Republican U.S. Sen. Mike Crapo surrounded himself with weapons and Republican allies May 30 to promote the merits of a federal bill to help law enforcement agencies deal with mentally ill criminals, redirecting his focus to policy and away from his recent personal and campaign miscues.
Crapo scheduled the event with reporters at southwest Boise gun shop. There, he blasted Congress’ and President Barack Obama’s bid to tighten gun laws while promoting reauthorization of a 2004 law that, among other things, directs federal taxpayer money for mental health courts.

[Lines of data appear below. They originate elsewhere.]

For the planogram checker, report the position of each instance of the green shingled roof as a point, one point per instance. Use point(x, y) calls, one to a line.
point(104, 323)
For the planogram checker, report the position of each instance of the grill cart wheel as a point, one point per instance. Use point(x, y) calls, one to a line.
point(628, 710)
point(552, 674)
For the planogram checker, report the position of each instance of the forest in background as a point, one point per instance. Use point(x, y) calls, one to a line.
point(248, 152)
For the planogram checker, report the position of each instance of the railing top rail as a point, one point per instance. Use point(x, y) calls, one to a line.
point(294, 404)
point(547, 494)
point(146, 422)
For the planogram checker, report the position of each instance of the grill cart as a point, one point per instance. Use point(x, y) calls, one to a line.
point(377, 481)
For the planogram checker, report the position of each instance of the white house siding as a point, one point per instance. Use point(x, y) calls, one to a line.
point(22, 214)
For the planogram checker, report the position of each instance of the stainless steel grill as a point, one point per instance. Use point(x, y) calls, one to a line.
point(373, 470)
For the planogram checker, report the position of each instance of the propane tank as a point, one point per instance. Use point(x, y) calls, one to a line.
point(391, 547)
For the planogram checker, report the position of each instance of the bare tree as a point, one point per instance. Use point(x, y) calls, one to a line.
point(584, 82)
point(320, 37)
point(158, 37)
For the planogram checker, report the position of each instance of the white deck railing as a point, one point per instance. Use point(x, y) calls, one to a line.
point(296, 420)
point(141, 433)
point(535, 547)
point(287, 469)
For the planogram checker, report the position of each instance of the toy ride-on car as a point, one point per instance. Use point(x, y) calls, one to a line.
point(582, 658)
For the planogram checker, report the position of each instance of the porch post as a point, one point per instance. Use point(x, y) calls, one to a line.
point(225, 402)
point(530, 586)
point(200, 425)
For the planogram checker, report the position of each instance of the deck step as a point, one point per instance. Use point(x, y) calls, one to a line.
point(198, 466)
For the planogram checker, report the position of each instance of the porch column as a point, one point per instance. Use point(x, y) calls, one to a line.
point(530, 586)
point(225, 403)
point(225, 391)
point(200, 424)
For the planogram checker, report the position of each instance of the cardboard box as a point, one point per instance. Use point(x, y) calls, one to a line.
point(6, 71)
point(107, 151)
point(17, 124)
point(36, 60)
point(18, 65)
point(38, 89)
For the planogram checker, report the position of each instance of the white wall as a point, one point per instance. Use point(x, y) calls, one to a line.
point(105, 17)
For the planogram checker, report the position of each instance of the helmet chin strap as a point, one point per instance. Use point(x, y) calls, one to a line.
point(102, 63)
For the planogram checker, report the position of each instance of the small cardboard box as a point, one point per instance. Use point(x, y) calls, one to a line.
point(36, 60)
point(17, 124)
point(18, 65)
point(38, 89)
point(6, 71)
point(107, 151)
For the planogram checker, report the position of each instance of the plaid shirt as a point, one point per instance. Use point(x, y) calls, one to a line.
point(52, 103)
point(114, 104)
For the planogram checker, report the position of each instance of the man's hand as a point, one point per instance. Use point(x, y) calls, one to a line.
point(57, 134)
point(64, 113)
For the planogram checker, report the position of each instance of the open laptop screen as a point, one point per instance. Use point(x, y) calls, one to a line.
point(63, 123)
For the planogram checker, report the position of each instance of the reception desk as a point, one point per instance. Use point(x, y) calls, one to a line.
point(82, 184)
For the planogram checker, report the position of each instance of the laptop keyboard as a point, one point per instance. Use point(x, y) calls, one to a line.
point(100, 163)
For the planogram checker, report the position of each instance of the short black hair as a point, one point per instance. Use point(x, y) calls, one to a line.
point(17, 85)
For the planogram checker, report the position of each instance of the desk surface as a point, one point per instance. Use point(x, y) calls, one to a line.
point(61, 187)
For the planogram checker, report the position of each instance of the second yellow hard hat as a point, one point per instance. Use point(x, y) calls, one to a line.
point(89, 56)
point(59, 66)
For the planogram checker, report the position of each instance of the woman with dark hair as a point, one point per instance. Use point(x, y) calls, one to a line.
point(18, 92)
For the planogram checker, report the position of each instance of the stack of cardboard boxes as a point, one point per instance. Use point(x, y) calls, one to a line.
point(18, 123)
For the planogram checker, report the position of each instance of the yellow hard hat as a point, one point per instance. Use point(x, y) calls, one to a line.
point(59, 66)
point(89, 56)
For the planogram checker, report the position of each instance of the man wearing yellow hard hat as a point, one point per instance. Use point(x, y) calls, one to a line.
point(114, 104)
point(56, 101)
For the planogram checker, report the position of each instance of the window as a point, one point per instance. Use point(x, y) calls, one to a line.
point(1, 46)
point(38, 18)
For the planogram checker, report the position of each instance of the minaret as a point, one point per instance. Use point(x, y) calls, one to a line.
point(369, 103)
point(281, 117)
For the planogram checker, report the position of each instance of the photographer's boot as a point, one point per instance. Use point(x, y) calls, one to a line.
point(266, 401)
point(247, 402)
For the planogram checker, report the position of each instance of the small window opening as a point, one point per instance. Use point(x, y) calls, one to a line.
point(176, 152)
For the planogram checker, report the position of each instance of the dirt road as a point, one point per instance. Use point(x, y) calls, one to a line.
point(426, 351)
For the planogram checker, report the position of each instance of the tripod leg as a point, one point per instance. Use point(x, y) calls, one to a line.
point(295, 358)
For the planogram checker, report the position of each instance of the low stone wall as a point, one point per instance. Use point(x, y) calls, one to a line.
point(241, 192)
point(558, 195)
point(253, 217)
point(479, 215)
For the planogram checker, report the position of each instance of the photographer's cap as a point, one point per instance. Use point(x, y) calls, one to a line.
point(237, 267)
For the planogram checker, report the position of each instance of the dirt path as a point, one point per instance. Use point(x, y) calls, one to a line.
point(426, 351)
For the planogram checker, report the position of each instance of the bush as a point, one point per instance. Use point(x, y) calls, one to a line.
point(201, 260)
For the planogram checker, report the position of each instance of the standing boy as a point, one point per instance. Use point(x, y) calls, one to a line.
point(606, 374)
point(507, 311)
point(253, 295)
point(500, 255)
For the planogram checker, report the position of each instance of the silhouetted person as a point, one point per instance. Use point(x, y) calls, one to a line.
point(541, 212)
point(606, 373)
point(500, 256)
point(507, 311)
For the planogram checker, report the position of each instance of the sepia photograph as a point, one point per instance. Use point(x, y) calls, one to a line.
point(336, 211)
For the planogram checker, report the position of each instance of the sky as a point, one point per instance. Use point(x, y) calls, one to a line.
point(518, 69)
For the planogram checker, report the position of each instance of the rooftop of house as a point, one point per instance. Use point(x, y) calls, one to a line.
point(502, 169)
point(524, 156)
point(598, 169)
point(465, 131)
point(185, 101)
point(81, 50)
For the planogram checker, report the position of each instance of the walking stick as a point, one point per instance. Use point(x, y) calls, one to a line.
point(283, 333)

A three-term Idaho lawmaker, Crapo is using the latest congressional recess to emphasize his reputation as a serious policy maker, not a man on his heels after his December drunken driving arrest and this month’s disclosure his campaign lost $250,000 on a loan-gone-sour. Despite turbulence, Crapo said he hasn’t thought of retiring or considered consequences for his 2016 re-election.
“No, the answer is definitely not,” Crapo said. “I think serving in the U.S. Senate is an incredible honor. I’ve been very engaged in the ‘Gang of Six’ and the other efforts to deal with our national debt crisis. I’m still fully engaged in that and all of the other aspects of my responsibilities in Washington, D.C.”
Crapo was arrested Dec. 23 after midnight in Alexandria, Va., and later pleaded guilty drunken driving, losing his license for a year.
And this month, Crapo announced that his ex-campaign manager shifted $250,000 from donors’ contributions to a high school buddy who later lost it with a Las Vegas company he now maintains stole the cash. The Federal Election Commission is scrutinizing Crapo’s updated campaign filings; efforts to recover the money have been fruitless, he said.
“It’s been very discouraging personally,” Crapo conceded, of his woes. “But it has not fortunately impacted my working relationships with any of my colleagues. And frankly, the reaction of the people of Idaho has been very wonderful.”
May 30 was among his first appearances with Idaho media this year and Crapo flanked himself with two GOP supporters, state Rep. Christy Perry of Nampa and Sen. Marv Hagedorn of Meridian.
The venue was Perry’s family’s gun shop in Boise, which features rifles, shotguns and handguns that she complains are too difficult to sell because of the burden of misguided federal requirements, including that she ask customers if they smoke marijuana or are a fugitive from justice.
Crapo said it could have been worse, had federal gun legislation prompted by December’s mass shooting at a Connecticut elementary school not failed in the Senate in April.
“The response to restrict the 2nd Amendment rights of law-abiding citizens is not the appropriate reaction to this issue,” Crapo said. “The appropriate reaction is to focus on the causes of violence in our society, and to take the necessary actions to identify and treat mental illness.”
The alternative Crapo is promoting isn’t new: The Justice and Mental Health Collaboration Act, first passed a decade ago, aims to improve access to mental health services for those who commit crimes, as well as help law enforcement better respond to mental health issues. Its original price tag was $50 million, while the new bill includes $40 million from 2015 to 2019.
Hagedorn, one of the Idaho Legislature’s most ardent gun-rights advocates, said the bill Crapo is backing with 30 Republican and Democratic U.S. Senate co-sponsors is the appropriate response to reducing crime.”
“We should be focused more on behavioral health,” Hagedorn said. “We need to focus on that, instead of worrying about the federal government encroaching on our 2nd Amendment rights.”